Marvellous Melbourne and Spiritual Power: A Christian Revival and Its Lasting Legacy
Please note that the printed version of this book is no longer available to purchase through this website. It is, however, available to purchase through Koorong.
Marvellous Melbourne and Spiritual Power is a unique record of the rich Christian spiritual heritage of Melbourne. The foundations for this heritage were laid within the city’s first months of European settlement, when Henry Reed preached the gospel at Port Phillip in 1835. In the decades that followed, many gathered regularly to pray for evangelistic and missionary activity, and for a revival of faith in the young nation. One significant outcome was the growth of a flourishing evangelical movement in Victoria with its distinctive Keswick-style convention ministry, which originated in England and proclaimed abundant life and full salvation.
This is a story of how God equips ordinary people to become extraordinary leaders in his service. It is a powerful testimony to the importance of persevering prayer and intercession in the deep reviving work of God in his church and the wider community.
‘Will Renshaw’s book left me pondering the question of why so many of today’s churches and Christian ministries seem to have lost the hunger for the fullness of God’s Spirit evidenced in a commitment to corporate prayer for revival among God’s people and the evangelisation of the world. Is our current spiritual malaise due to the fact that “we have not, because we ask not”?’
Chairman – Belgrave Heights Convention
Former Principal of the Bible College of Victoria
Will Renshaw worked as an accountant in professional practice for over 50 years. He has been involved in many ministries, including the Fellowship for Revival within the Methodist (and later, Uniting) Church of Australia, the Bible Society, the Christian Leaders’ Training College in Papua New Guinea, New Life Australia, Steer Incorporated and the Keswick-Scripture Union Bookshop and Keswick Bookshops Inc.

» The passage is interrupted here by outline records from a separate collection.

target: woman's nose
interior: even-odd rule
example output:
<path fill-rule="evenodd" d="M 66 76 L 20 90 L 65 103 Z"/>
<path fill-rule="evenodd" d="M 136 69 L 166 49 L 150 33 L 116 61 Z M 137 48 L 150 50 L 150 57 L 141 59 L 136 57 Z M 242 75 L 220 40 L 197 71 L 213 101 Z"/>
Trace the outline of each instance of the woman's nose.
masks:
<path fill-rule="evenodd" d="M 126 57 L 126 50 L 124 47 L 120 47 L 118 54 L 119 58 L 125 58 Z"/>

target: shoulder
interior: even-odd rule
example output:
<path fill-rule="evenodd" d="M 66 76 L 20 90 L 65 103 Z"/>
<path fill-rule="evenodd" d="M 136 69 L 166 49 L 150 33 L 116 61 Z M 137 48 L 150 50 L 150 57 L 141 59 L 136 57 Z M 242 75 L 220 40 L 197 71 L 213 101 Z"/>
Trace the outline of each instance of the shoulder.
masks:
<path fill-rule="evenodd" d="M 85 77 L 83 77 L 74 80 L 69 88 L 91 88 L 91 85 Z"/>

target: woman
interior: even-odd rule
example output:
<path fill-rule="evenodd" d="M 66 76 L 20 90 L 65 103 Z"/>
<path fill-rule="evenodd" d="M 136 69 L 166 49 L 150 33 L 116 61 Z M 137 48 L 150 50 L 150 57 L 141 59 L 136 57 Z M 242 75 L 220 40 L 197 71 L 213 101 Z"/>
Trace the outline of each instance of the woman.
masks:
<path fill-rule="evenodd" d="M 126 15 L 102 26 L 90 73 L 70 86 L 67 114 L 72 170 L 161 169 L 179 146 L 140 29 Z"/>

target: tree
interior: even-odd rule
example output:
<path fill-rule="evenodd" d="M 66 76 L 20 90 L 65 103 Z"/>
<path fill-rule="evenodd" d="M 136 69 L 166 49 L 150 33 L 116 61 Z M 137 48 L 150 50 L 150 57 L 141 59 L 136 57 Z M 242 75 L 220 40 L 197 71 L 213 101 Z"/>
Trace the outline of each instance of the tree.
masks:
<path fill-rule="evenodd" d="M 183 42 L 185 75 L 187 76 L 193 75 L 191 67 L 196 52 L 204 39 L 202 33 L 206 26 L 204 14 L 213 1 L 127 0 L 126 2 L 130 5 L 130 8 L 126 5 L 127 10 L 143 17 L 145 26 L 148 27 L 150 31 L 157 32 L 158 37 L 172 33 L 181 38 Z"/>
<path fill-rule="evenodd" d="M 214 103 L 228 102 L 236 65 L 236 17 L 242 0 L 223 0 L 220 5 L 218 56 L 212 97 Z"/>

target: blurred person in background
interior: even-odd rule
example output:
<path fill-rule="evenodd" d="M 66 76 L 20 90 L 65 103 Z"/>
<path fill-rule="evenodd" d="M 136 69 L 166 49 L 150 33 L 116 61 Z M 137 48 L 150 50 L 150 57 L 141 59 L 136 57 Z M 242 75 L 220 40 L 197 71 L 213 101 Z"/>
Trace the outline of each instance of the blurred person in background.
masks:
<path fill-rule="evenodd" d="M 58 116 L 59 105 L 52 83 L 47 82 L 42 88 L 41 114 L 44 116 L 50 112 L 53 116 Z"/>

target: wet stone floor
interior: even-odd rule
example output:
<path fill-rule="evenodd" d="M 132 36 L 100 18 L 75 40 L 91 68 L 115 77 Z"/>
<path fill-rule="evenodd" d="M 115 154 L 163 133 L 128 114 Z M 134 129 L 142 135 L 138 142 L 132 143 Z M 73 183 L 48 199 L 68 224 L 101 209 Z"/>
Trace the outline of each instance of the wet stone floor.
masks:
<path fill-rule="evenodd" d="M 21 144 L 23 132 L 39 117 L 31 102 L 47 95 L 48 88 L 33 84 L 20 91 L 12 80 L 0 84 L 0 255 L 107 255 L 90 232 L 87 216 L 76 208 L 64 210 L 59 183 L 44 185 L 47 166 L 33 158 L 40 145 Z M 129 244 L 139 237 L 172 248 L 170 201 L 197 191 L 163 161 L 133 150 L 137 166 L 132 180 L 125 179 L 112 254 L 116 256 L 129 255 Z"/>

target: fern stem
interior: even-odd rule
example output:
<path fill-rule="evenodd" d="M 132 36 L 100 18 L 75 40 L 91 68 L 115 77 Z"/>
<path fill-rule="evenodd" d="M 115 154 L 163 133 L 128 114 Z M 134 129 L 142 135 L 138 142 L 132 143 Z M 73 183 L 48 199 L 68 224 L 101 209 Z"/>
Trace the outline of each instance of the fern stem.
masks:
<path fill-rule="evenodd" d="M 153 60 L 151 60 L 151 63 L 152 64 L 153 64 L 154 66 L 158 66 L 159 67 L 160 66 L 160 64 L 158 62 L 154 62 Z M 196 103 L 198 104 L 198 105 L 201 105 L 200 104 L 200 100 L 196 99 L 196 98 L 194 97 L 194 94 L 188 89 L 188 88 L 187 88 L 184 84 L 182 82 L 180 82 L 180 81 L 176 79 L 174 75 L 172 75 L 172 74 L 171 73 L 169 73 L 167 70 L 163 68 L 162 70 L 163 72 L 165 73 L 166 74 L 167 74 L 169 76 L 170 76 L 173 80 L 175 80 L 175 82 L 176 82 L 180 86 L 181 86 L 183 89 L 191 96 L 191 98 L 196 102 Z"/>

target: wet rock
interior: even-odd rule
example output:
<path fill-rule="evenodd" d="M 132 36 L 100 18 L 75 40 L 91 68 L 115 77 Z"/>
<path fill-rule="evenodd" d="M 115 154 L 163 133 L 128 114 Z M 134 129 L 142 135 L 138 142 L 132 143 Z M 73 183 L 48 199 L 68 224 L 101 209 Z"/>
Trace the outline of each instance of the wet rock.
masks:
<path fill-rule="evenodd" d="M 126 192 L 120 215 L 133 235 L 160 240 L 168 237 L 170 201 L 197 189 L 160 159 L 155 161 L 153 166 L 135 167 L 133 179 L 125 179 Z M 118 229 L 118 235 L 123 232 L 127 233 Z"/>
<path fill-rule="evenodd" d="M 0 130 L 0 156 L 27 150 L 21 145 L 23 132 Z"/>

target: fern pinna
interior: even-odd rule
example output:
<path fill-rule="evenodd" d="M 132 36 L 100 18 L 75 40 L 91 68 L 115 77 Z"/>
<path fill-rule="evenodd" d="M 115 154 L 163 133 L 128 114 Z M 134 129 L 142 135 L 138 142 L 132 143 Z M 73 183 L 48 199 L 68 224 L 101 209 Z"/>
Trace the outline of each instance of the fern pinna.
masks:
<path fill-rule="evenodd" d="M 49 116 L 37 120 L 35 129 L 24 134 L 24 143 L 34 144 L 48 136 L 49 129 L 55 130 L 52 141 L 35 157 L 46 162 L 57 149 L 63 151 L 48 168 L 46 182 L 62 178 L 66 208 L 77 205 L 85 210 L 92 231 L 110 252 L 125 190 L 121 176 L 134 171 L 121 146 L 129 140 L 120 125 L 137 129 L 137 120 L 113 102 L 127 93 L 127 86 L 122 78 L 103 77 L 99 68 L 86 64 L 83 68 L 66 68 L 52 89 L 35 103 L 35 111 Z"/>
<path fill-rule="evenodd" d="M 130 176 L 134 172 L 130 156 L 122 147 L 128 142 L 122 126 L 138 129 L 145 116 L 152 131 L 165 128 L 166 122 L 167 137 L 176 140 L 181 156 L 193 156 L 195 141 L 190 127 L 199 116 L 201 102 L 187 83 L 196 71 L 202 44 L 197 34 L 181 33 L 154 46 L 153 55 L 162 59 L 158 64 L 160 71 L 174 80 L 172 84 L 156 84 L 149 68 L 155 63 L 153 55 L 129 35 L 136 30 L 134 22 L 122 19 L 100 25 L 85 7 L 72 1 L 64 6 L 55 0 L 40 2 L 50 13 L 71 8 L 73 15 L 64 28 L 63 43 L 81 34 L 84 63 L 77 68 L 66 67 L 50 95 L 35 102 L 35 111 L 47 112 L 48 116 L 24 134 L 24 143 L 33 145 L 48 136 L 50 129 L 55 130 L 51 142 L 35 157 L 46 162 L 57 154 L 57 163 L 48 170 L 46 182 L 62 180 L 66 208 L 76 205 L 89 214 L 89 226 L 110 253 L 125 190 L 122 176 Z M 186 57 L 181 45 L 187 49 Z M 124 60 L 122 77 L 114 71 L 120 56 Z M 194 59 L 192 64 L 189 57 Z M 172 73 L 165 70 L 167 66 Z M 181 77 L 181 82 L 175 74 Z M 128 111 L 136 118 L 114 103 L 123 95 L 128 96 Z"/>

He was Treasurer of the Belgrave Heights Convention, President of the Bible College of Victoria, and is now a Life Member of the Melbourne School of Theology.
Marvellous Melbourne and Spiritual Power: A Christian Revival and it’s Lasting Legacy
Will F. Renshaw
Melbourne. Acorn Press. 2014.
‘The Victorian Age of Giants’
Also published in Church Heritage, Historical Journal of the Uniting Church in Australia (NSW & ACT). Volume 19, Number 2, September 2015. To download a copy of this review, click on this link.
Mr. Will Renshaw is now old enough to remember the chief characters of a race of Christian giants who dominated the evangelical scene in Melbourne for many years through the twentieth century. Many of these men also dominated much of the business world of Melbourne in these years, as well. The remarkable thing about our author is that he is still alive, and still able to write and speak so meaningfully about these giants of the past.
There were, of course, powerful evangelical leaders in Melbourne before Will Renshaw’s story begins – men like James Balfour, Charles Carter and Henry Varley. Melbourne’s evangelical history was also affected by visits of a string of evangelists during the “marvellous Melbourne” period of the 1880s.
Renshaw’s contention is that evangelical revival appeared strongly in Victoria in the years between 1891 and the start of the First World War in 1914. This revival produced long-term results in the lives of individuals, and in the organisations which these people led. In particular, it produced results in the life of H. P. Smith, and through his many spheres of work. In his turn, Smith influenced many others in the generation following, and the ongoing results of the revival can be seen there, as well.
Renshaw’s story starts around 1891 with the visit to Australia and New Zealand of the Anglican evangelist, the Rev. George Grubb, who was a travelling speaker on behalf of the Keswick Convention, a famous annual gathering, meeting in the Lakes District of England, where the speakers emphasised certain teachings on Christian holiness.
Through these years from 1891 and onward, a thirst for spiritual revival grew amongst a number of evangelical leaders, culminating in the visit to Australia in April, 1902, of the Principal of the Moody Bible Institute, the Rev. Reuben A. Torrey and the song-leader Charles M. Alexander. The impact of these meetings was like a revival, and the success of these meetings were greeted in many parts of the world as signs that a wider revival was breaking forth. Renshaw describes the subsequent campaigns of Torrey and Alexander in England and America, and then the outbreak of the famous Welsh Revival in December, 1904.
This again led to interesting revivals on many of the mission fields, and a decade of mass evangelism in Australia, and in many other countries.
H. P. Smith (Hervey Perceval) was born in 1870, and his spiritual life was renewed in the decade leading up to Torrey’s meetings in Melbourne in 1902. He had joined the Independent Church in Melbourne (now St. Michael’s Uniting Church), and was appointed as a prayer meeting leader in preparation for the mission. There was also, however, a dramatic experience during the mission, centred upon Jesus Christ, which transformed his life. He was already an established businessman, and his links with these mission meetings made a radical change in the way he was committed to serving Jesus Christ.